Ante cualquier sospecha de grooming o acoso continuado, la intervención de un profesional no es opcional. Los recursos disponibles en España son:

  • Teléfono ANAR (900 20 20 10): gratuito, disponible 24 horas, gestionado por la Fundación ANAR. Especializado en menores en situación de riesgo. Completamente confidencial.
  • Policía Nacional — Grupo de Delitos Telemáticos: atiende denuncias online en la web del INCIBE y en comisaria. Es el primer paso ante grooming o distribución no consentida de imágenes íntimas de menores.
  • INCIBE (Instituto Nacional de Ciberseguridad): ofrece la línea de ayuda 017, disponible de lunes a domingo de 8h a 23h, para menores, familias y docentes ante incidentes de seguridad digital.
  • Orientación escolar: el orientador del centro o el equipo de convivencia son los primeros interlocutores ante casos de ciberbullying entre alumnos del mismo colegio o instituto.

Si el menor muestra cambios bruscos de comportamiento, evita hablar del tema, tiene miedo a usar el teléfono o presenta signos de ansiedad, la derivación a un psicólogo especializado en protección de la infancia es el siguiente paso. El orientador del centro o el pediatra de cabecera pueden hacer esa derivación. Para entender cómo las familias y las plataformas digitales pueden trabajar juntas en la protección de los jóvenes, el informe sobre cómo Meta y expertas en educación digital están poniendo el foco en las familias ofrece claves actuales sobre mediación parental en redes.

Preguntas frecuentes

¿El ciberbullying tiene consecuencias legales para el agresor si es menor de edad?

Si el agresor tiene entre 14 y 18 años, le aplica la Ley Orgánica de Responsabilidad Penal del Menor (LORPM). Dependiendo de la gravedad, pueden imponerse medidas como tareas socioeducativas, libertad vigilada o internamiento. Por debajo de 14 años, la respuesta es educativa y de protección, no penal.

¿Qué hago si descubro que mi hijo está siendo víctima de grooming?

No confrontes al agresor por tu cuenta. Guarda pruebas (capturas de pantalla) y denuncia de inmediato ante la Policía Nacional (Grupo de Delitos Telemáticos) o la Guardia Civil (EDITE).

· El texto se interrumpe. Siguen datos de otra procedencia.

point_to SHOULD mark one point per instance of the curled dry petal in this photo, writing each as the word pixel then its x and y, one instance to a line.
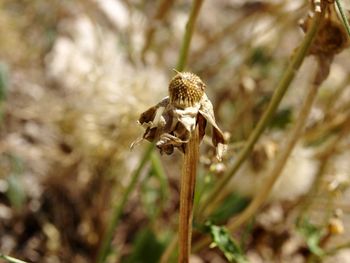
pixel 171 122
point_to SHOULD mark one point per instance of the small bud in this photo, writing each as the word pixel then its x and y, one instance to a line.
pixel 335 226
pixel 186 89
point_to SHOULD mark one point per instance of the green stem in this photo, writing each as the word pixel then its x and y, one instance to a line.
pixel 343 16
pixel 282 87
pixel 117 211
pixel 265 190
pixel 188 35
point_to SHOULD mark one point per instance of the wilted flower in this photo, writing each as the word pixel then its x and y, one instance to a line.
pixel 171 122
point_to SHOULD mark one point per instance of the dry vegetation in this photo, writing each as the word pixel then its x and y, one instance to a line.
pixel 76 75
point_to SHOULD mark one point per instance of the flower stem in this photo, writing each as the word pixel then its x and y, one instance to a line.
pixel 343 16
pixel 282 87
pixel 118 209
pixel 185 47
pixel 187 188
pixel 264 192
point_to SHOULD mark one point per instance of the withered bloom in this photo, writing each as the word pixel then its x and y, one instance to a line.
pixel 171 122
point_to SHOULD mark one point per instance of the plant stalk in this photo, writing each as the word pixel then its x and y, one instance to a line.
pixel 217 193
pixel 187 188
pixel 185 47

Paralelamente, llama al teléfono ANAR (900 20 20 10) para orientación especializada. Es fundamental apoyar emocionalmente al menor sin hacerle sentir culpable.

¿Cómo puedo bloquear o denunciar a alguien en redes sociales?

La mayoría de plataformas (Instagram, TikTok, WhatsApp) tienen la opción de bloquear y reportar en el propio perfil o mensaje. Bloquear no elimina las pruebas, así que guarda capturas antes. Las plataformas tienen la obligación legal de colaborar con la policía si se presenta una denuncia formal.

¿Cuándo es el buen momento para hablar de esto con los niños?

Antes de que llegue el primer móvil o tablet. Save the Children recomienda empezar a hablar de privacidad y relaciones online a partir de los 8 años, de forma adaptada a la edad, sin esperar a que ocurra algo. La conversación preventiva es siempre más fácil que la reactiva.